Gary Alford, a IRS criminal investigations special agent and head of the black market “Silk Road” task force warned investors about noncompliance, stating
“We have been involved in this since 2013 so we are ahead of the curve . . . not we’re waiting to see as more and more information comes out, we’re looking to use some of that information that we’ve collected.”
In light of the data gathered by the IRS, it has taken a hard line stance concerning whether investors must pay crypto taxes. Legislation is bound to come out that will enable the IRS to review crypto as a taxable good. On the other hand, investors do not seem pleased with the development. Many believe that the IRS is overstepping its authority by collecting customers’ financial records.

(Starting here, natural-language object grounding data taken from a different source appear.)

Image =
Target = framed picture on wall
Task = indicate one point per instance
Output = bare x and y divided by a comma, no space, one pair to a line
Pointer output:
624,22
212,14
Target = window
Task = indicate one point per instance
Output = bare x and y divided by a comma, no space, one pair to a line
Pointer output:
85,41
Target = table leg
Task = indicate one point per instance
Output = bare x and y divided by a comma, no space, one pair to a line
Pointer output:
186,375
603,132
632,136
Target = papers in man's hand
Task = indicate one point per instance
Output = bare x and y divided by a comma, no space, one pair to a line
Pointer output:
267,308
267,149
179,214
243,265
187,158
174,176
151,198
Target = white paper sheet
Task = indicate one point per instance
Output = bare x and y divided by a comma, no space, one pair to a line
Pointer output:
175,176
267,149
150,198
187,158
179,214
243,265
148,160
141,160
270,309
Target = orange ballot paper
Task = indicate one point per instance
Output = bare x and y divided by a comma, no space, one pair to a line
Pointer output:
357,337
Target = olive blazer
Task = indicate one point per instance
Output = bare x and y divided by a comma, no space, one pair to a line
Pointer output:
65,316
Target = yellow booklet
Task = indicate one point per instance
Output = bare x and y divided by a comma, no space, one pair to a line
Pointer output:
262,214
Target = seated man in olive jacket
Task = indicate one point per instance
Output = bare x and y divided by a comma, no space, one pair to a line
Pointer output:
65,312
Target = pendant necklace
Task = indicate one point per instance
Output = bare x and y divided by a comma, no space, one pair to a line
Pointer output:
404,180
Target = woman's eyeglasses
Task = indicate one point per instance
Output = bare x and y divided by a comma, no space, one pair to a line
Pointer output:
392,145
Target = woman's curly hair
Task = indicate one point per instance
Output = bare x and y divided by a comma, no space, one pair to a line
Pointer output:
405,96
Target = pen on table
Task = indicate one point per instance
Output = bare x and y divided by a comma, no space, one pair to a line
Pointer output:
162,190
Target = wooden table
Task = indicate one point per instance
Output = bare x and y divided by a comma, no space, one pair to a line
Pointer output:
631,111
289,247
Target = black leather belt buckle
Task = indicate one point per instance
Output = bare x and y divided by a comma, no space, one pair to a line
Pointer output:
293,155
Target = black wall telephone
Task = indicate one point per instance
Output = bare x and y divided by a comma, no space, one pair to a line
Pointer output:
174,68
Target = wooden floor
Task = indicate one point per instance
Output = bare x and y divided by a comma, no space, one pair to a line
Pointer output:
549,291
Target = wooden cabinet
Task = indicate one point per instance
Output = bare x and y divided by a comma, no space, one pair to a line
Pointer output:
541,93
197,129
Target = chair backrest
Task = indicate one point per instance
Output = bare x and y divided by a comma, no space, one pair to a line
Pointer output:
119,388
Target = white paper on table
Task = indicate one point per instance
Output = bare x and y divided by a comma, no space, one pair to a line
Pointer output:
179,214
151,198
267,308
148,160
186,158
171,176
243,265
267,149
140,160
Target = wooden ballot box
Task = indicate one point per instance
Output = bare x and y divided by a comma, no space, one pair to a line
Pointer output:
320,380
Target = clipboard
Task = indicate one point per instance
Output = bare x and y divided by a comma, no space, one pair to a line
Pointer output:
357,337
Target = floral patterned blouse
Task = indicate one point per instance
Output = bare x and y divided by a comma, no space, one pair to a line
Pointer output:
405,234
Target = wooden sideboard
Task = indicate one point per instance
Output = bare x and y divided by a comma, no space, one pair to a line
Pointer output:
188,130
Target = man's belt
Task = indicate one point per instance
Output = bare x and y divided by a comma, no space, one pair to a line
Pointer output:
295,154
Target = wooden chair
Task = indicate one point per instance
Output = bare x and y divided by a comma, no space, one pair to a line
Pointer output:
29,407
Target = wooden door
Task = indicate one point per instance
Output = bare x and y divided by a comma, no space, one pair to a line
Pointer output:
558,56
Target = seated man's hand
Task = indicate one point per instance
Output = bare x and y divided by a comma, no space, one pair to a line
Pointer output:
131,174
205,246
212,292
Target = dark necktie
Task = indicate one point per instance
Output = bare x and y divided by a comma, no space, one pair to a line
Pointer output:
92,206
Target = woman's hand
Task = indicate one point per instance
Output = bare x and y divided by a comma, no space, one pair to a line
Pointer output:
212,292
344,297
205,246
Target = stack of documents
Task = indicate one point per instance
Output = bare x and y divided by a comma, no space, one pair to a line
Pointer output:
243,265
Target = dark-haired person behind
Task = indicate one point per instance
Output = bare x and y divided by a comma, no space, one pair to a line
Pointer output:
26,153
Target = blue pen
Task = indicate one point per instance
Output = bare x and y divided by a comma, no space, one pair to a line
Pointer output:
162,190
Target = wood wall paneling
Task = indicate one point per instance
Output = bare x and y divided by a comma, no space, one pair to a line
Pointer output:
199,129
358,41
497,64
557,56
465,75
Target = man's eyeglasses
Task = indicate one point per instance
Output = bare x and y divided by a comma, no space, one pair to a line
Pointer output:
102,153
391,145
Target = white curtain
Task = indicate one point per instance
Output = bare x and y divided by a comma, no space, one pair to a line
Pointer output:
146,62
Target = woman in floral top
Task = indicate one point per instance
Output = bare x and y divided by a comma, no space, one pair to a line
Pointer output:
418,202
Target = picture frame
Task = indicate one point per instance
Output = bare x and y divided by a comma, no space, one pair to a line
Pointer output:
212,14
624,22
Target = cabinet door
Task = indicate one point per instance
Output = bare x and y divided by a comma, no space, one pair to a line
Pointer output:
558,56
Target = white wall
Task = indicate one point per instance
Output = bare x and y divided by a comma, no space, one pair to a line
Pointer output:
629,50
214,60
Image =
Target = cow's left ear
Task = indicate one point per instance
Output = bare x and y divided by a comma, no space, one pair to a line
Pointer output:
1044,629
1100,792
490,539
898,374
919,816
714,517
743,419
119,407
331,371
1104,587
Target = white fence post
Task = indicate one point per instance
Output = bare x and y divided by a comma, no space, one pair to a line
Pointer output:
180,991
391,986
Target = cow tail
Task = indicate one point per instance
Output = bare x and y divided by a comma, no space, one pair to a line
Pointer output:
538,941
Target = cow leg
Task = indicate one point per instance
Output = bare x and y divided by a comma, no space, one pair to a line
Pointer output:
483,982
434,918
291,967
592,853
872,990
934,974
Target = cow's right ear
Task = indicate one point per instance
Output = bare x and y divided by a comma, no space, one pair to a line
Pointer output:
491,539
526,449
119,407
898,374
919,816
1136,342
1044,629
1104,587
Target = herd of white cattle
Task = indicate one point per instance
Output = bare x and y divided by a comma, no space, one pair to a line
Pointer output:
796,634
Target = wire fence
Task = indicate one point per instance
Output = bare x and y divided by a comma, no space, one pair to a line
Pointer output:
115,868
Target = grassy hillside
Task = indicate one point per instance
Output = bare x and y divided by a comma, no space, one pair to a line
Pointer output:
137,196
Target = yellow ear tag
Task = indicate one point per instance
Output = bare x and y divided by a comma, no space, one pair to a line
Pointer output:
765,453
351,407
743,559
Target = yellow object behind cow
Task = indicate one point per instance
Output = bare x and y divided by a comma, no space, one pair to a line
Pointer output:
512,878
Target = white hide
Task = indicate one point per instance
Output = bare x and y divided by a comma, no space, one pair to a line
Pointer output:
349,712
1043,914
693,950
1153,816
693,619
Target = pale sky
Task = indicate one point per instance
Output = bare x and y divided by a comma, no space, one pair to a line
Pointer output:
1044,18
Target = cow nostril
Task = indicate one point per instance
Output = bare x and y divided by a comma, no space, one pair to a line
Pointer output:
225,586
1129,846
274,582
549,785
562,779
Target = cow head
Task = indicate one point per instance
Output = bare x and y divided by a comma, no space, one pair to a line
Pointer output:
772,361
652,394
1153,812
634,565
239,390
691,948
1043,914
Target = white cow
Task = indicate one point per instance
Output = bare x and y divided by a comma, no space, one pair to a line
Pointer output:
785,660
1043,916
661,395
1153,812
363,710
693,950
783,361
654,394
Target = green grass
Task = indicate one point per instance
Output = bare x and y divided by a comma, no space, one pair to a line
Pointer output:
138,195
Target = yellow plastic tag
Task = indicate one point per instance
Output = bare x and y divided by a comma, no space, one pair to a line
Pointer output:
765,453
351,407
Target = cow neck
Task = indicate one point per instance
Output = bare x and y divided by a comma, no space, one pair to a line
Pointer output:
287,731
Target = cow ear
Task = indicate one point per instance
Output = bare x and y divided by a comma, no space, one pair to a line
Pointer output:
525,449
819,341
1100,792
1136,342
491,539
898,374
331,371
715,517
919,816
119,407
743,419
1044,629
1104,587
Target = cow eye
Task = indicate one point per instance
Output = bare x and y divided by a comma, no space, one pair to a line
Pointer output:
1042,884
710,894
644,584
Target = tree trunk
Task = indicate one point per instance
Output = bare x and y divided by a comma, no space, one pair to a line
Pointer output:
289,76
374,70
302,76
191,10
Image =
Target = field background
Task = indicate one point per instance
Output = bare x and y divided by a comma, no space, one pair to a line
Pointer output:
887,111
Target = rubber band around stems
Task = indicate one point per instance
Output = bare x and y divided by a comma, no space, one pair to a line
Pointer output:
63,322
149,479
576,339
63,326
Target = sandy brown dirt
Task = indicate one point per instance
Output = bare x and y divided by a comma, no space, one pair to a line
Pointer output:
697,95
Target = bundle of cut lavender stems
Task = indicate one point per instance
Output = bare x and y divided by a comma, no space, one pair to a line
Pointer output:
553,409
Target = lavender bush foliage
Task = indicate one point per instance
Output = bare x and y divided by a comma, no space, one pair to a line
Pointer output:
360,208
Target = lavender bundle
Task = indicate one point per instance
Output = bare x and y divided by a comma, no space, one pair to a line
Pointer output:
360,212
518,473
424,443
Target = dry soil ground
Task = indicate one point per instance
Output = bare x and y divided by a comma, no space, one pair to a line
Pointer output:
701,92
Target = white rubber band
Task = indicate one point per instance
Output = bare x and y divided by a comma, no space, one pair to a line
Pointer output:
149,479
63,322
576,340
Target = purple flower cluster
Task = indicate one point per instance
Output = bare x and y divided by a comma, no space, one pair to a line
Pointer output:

As the issue currently stands, both the IRS and legislators are looking for ways to create clearer and defined rules and laws. According to Toscher, simple mechanism for recording crypto transactions need to be available as well. In his own words,
“There are a lot of cryptocurrencies. There are a lot of different exchanges out there, totally unregulated at this point, or largely, though the SEC is is starting to look at those. But this is all computer-driven information. It lends itself to information reporting. Broker-dealers have to issue their own 1099s, their basis information, and I think that’s what Treasury and the IRS need to be looking at if this is truly going to be a significant part of the economy. You see big brokers moving into this area, so I think we need to start looking at that.”
The best thing that investors can do at this point is to keep regular records of their crypto transactions and holdings. There are several services o the market that are available that can help calculate capital gains and the calculation can then be exported as a report as one files their taxes.